Managing an infrastructure with a global footprint can be a challenging task for a centralized operation team. Bringing business awareness to your operation is key to success. In this talk you will learn how TubeMogul Operation Team easily manage its on-call rotation, how we centralize monitoring information from multiple datacenter for efficient on-call and how we define our business priority with a business focused dashboard.

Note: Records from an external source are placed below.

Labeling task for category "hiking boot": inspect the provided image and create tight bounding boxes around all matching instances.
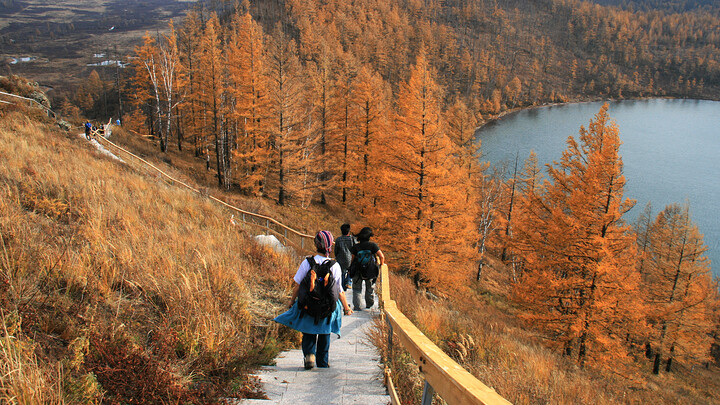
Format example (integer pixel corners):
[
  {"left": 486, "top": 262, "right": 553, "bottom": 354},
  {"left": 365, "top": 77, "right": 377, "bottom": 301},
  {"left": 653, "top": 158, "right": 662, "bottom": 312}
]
[{"left": 304, "top": 354, "right": 315, "bottom": 370}]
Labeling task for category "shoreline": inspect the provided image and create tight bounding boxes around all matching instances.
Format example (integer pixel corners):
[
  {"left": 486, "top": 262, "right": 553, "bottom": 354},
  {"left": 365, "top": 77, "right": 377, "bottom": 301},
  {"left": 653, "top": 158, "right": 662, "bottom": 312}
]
[{"left": 475, "top": 96, "right": 720, "bottom": 132}]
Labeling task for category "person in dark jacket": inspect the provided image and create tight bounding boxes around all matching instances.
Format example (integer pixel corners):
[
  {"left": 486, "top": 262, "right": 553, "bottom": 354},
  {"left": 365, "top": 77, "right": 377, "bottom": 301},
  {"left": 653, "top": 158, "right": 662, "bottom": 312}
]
[
  {"left": 84, "top": 121, "right": 92, "bottom": 139},
  {"left": 350, "top": 227, "right": 385, "bottom": 311},
  {"left": 334, "top": 223, "right": 356, "bottom": 291}
]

Scaling on EC2 in a Fast-Paced Environment

at USENIX LISA'11, Boston, MA

Managing a server infrastructure in a fastpaced environment like a start-up is challenging. You have little time for provisioning, testing and planning but still you need to prepare for scaling when your product reaches the tipping point. Amazon EC2 is one of the cloud providers that we experimented with while growing our infrastructure from 20 servers to 500 servers. In this paper we will go over the pros and cons of managing EC2 instances with a mix of Bind, LDAP, SimpleDB and Python scripts; how we kept a smooth working process by using NFS, auto-mount and shell-scripting; why we switched from managing our instances based on tailor-made AMI/Shell-scripting to the official Ubuntu AMI, Cloud-init and puppet; and finally, we will go over some rules we had to follow carefully to be able to handle billions of daily non-static http request across multiple Amazon EC2 regions.